La amistad es el plato fuerte de la vida. Lo repito a menudo, desde que así me lo descubrió el doctor Enrique Rojas, en uno de aquellos encuentros de Palabras a medianoche. Se ha muerto, en Dakar, mi amigo del alma, Saliou Traoré. El mejor corresponsal que ha tenido la Agencia EFE en el África Occidental. El más abnegado, el más sagaz. Han sido cuarenta años de continuo compartir. No dejábamos pasar mucho tiempo sin encontrarnos, en España o Senegal. Nos hacíamos falta el uno al otro.

Nuestros destinos se cruzaron muy pronto: «cuando todavía no sabíamos que la vida iba en serio». Fue en Dakar, donde vivimos con Esther y Aitana un período hermosísimo de nuestras vidas. Era la época de Leopold Sedar Senghor, el poeta-estadista y libertador. Aquellas noches senegalesas en las que sólo se escuchaban el murmullo de los baobabs y el perfume de los matorrales, nos acompañarán siempre.

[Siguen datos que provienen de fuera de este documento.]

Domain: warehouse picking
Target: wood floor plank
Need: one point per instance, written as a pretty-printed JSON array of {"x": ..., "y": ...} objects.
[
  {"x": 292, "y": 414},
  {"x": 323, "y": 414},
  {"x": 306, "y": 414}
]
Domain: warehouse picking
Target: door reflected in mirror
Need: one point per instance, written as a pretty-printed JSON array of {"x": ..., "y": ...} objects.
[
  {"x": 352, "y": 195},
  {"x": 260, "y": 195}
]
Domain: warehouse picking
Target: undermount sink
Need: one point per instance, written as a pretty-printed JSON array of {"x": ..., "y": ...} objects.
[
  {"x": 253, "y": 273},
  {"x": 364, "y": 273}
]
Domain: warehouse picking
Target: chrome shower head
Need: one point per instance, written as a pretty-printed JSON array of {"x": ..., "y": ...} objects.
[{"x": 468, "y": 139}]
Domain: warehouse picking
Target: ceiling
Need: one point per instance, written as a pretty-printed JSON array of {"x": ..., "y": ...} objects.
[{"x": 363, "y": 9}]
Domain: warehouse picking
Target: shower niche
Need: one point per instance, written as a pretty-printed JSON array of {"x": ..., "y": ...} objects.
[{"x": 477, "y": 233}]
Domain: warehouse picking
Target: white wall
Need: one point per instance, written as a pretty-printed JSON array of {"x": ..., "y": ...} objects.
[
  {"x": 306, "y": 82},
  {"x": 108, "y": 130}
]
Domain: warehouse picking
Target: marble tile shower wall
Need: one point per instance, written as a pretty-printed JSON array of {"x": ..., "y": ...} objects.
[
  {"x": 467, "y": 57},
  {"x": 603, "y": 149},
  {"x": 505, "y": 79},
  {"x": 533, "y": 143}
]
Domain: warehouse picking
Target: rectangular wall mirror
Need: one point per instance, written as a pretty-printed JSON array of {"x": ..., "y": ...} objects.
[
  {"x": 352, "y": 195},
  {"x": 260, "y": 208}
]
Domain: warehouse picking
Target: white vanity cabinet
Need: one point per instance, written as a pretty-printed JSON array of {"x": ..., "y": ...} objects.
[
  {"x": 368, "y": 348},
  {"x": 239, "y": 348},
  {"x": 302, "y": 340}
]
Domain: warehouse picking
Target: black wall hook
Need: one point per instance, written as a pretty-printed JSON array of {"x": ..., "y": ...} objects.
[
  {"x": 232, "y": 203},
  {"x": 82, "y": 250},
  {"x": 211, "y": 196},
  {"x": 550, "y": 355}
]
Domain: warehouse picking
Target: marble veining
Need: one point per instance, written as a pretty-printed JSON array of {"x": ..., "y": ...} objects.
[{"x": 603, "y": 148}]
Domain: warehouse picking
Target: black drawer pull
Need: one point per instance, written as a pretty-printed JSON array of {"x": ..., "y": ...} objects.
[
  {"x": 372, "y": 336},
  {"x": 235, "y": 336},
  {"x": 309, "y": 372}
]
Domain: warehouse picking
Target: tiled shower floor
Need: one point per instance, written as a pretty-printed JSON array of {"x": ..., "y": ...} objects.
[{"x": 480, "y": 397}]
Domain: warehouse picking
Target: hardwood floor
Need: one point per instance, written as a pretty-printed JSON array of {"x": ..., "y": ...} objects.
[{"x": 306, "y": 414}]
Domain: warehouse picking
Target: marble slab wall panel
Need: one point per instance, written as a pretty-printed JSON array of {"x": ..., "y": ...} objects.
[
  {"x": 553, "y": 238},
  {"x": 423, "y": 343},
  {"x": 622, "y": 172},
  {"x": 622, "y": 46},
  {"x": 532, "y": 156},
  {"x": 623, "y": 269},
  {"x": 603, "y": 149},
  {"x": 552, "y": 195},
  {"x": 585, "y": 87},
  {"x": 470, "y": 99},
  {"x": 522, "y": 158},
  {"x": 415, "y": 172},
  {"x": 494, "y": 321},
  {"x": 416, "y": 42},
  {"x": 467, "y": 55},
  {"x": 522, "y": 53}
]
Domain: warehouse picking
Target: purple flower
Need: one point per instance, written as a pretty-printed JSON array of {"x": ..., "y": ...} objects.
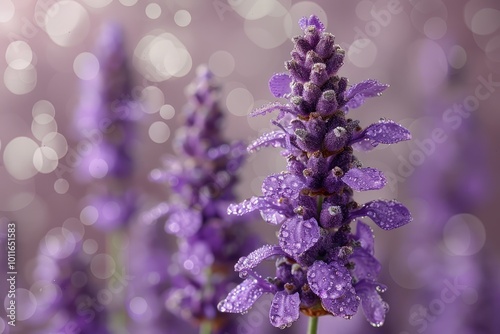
[
  {"x": 202, "y": 178},
  {"x": 322, "y": 267},
  {"x": 66, "y": 291},
  {"x": 105, "y": 120}
]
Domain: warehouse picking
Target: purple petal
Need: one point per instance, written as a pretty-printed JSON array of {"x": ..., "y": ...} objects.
[
  {"x": 364, "y": 235},
  {"x": 345, "y": 306},
  {"x": 373, "y": 306},
  {"x": 328, "y": 280},
  {"x": 383, "y": 132},
  {"x": 242, "y": 297},
  {"x": 285, "y": 309},
  {"x": 387, "y": 215},
  {"x": 297, "y": 235},
  {"x": 270, "y": 139},
  {"x": 279, "y": 84},
  {"x": 256, "y": 257},
  {"x": 365, "y": 265},
  {"x": 282, "y": 185},
  {"x": 356, "y": 95},
  {"x": 362, "y": 179},
  {"x": 248, "y": 205},
  {"x": 313, "y": 20},
  {"x": 183, "y": 223},
  {"x": 268, "y": 108},
  {"x": 272, "y": 216}
]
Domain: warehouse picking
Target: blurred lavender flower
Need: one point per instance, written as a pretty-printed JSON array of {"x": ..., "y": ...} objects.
[
  {"x": 458, "y": 289},
  {"x": 66, "y": 292},
  {"x": 149, "y": 264},
  {"x": 322, "y": 267},
  {"x": 202, "y": 178},
  {"x": 105, "y": 119}
]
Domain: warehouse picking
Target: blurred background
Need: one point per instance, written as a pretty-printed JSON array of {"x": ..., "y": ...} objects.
[{"x": 440, "y": 58}]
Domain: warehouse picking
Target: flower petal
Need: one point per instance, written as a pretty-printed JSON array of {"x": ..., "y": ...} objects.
[
  {"x": 285, "y": 309},
  {"x": 249, "y": 262},
  {"x": 279, "y": 84},
  {"x": 242, "y": 297},
  {"x": 356, "y": 95},
  {"x": 268, "y": 108},
  {"x": 373, "y": 305},
  {"x": 383, "y": 132},
  {"x": 345, "y": 306},
  {"x": 328, "y": 280},
  {"x": 297, "y": 235},
  {"x": 282, "y": 185},
  {"x": 313, "y": 20},
  {"x": 366, "y": 266},
  {"x": 387, "y": 215},
  {"x": 183, "y": 223},
  {"x": 364, "y": 234},
  {"x": 270, "y": 139},
  {"x": 362, "y": 179}
]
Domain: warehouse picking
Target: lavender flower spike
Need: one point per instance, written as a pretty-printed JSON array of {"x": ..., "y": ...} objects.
[
  {"x": 202, "y": 178},
  {"x": 322, "y": 267}
]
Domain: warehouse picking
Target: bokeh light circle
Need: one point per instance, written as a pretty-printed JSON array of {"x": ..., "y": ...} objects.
[
  {"x": 182, "y": 18},
  {"x": 221, "y": 63},
  {"x": 45, "y": 159},
  {"x": 61, "y": 186},
  {"x": 102, "y": 266},
  {"x": 153, "y": 11},
  {"x": 240, "y": 102},
  {"x": 89, "y": 215},
  {"x": 18, "y": 158},
  {"x": 167, "y": 111},
  {"x": 20, "y": 82},
  {"x": 19, "y": 55},
  {"x": 90, "y": 246}
]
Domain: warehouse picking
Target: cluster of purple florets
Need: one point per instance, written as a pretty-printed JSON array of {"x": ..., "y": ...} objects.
[{"x": 322, "y": 266}]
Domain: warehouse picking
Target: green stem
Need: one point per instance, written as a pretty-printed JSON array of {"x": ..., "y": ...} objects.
[
  {"x": 313, "y": 325},
  {"x": 206, "y": 327}
]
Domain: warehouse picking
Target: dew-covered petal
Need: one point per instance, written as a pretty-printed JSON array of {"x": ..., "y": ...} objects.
[
  {"x": 362, "y": 179},
  {"x": 248, "y": 205},
  {"x": 373, "y": 306},
  {"x": 364, "y": 235},
  {"x": 279, "y": 84},
  {"x": 273, "y": 216},
  {"x": 268, "y": 108},
  {"x": 356, "y": 95},
  {"x": 344, "y": 306},
  {"x": 242, "y": 297},
  {"x": 183, "y": 223},
  {"x": 253, "y": 259},
  {"x": 386, "y": 214},
  {"x": 313, "y": 20},
  {"x": 285, "y": 309},
  {"x": 382, "y": 132},
  {"x": 328, "y": 280},
  {"x": 270, "y": 139},
  {"x": 282, "y": 185},
  {"x": 297, "y": 235}
]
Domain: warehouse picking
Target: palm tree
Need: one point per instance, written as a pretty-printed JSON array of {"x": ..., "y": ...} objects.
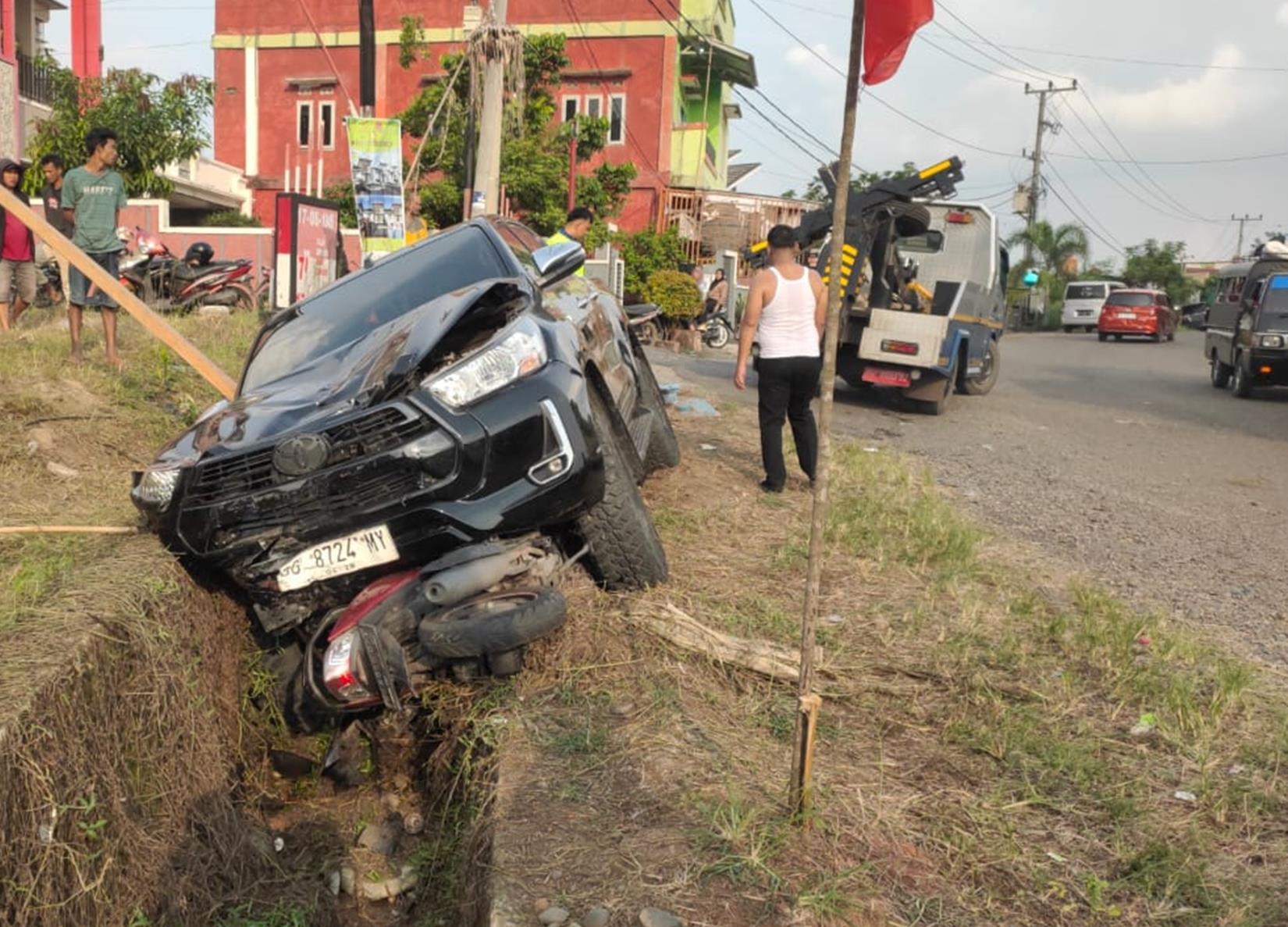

Un día, fuimos a ver a Senghor, con Conchita Bordona y Anson. Luis María le puso al día al escritor-presidente de lo que era la Negritud. El movimiento que Senghor había fundado. Este escuchaba en silencio, con esa mirada serena de los Toucouleur del Senegal. Saliou, en cambio, venía de los Wólof de Mauritania y Gambia, sabedores de que progresamos gracias a lo que se nos resiste. La queja no iba con él. Ni siquiera cuando el cáncer le acorraló, perdió la sonrisa: «¡utilicémoslo para ser mejores personas!», repetía. ¡Grande Saliou!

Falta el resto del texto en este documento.